Bajo las sombras (2)

Continuación incesto entre hermanos.

LA PERLA

Septiembre, 1879

BAJO LAS SOMBRAS, O divirtiéndose CON LAS BOBAS 2

Continuación)

Por la tarde fuimos agradablemente sorprendidos por la llegada de una hermosa joven de unos dieciséis años, que había ido a visitar a las hermanas de Paco.

Se trataba de una compañera de colegio de Sofía, y de Mariquita, que se disponía a pasar una semana entre nosotros.

La señorita Rosa Redquim era una radiante belleza, de la talla de una Venus, de piernas y brazos bien proporcionados, de senos combados, grandes ojos verdes, abundante cabello entre rojizo y dorado, labios rojos como cerezas y dientes blancos como perlas, los que exhibía muy a menudo en encantadoras sonrisas que nunca parecían borrarse de su rostro.
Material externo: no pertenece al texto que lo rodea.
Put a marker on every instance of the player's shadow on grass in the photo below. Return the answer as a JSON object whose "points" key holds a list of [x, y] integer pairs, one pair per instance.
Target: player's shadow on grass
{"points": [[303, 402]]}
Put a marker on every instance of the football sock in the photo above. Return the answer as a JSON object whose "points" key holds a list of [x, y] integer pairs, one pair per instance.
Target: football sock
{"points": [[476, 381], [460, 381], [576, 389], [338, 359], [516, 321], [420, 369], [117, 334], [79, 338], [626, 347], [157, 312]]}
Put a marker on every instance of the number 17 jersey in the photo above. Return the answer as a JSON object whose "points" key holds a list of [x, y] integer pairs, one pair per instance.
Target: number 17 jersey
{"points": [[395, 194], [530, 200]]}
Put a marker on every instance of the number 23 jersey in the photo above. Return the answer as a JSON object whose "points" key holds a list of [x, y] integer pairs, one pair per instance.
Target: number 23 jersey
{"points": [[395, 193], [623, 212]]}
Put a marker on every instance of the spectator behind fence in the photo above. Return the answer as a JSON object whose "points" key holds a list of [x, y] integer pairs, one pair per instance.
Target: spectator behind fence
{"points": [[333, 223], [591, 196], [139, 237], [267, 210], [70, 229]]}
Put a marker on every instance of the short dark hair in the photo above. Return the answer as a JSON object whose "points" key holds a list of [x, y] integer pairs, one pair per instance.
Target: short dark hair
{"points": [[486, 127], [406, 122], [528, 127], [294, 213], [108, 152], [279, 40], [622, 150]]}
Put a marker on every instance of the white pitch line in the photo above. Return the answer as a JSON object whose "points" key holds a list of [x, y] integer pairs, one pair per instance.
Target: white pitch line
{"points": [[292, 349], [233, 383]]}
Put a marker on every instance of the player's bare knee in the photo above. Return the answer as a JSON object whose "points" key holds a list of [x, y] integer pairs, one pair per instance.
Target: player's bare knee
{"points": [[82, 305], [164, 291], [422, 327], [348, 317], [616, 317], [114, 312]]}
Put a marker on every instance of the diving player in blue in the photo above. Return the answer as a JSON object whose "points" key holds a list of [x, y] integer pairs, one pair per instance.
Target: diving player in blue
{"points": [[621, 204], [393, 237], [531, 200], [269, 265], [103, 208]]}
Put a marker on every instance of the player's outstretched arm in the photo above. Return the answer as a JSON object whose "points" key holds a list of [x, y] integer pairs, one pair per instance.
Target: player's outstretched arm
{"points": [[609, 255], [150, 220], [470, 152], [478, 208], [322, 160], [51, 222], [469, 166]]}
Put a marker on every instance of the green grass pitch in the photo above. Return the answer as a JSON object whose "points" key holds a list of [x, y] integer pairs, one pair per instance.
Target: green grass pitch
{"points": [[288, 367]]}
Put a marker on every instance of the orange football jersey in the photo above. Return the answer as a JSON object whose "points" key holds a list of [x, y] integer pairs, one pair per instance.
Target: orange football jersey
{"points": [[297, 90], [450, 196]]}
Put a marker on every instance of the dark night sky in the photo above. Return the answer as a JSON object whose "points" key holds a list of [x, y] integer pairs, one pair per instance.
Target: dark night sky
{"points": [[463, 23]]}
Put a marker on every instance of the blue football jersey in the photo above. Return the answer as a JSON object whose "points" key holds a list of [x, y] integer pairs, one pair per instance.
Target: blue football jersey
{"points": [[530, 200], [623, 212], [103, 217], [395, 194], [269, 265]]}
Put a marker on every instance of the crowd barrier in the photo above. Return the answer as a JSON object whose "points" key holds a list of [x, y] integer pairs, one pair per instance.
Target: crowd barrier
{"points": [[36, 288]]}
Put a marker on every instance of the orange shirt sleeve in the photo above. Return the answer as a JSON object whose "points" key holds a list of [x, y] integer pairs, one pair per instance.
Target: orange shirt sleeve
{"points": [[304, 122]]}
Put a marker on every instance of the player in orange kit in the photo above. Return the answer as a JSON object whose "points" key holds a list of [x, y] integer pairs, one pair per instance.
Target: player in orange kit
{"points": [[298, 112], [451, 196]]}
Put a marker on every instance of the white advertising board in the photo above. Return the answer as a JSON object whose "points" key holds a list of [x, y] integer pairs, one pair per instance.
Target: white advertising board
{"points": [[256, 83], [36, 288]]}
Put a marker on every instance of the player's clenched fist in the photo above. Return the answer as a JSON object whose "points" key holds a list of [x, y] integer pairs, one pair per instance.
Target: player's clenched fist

Así era la nueva adquisición del departamento femenino de la casa, y nos complacíamos de antemano con la perspectiva de este nuevo prospecto para nuestro deporte, ya que Paco me había hablado de sus propios escrúpulos en cuanto a tomarse libertades con sus hermanas.

El día siguiente amaneció magnífico y cálido, por lo que me di un paseo por el campo con mi amigo para fumamos un cigarrillo.

El esparcimiento duró alrededor de una hora aproximadamente, hasta el momento en que calculamos que las muchachas irían a tomar un baño en el pequeño lago que había en el parque.

Nos encaminamos seguidamente hacia él; nos aseguramos de estar bien escondidos, y esperamos en completo silencio la llegada de las hermanas y de su amiga.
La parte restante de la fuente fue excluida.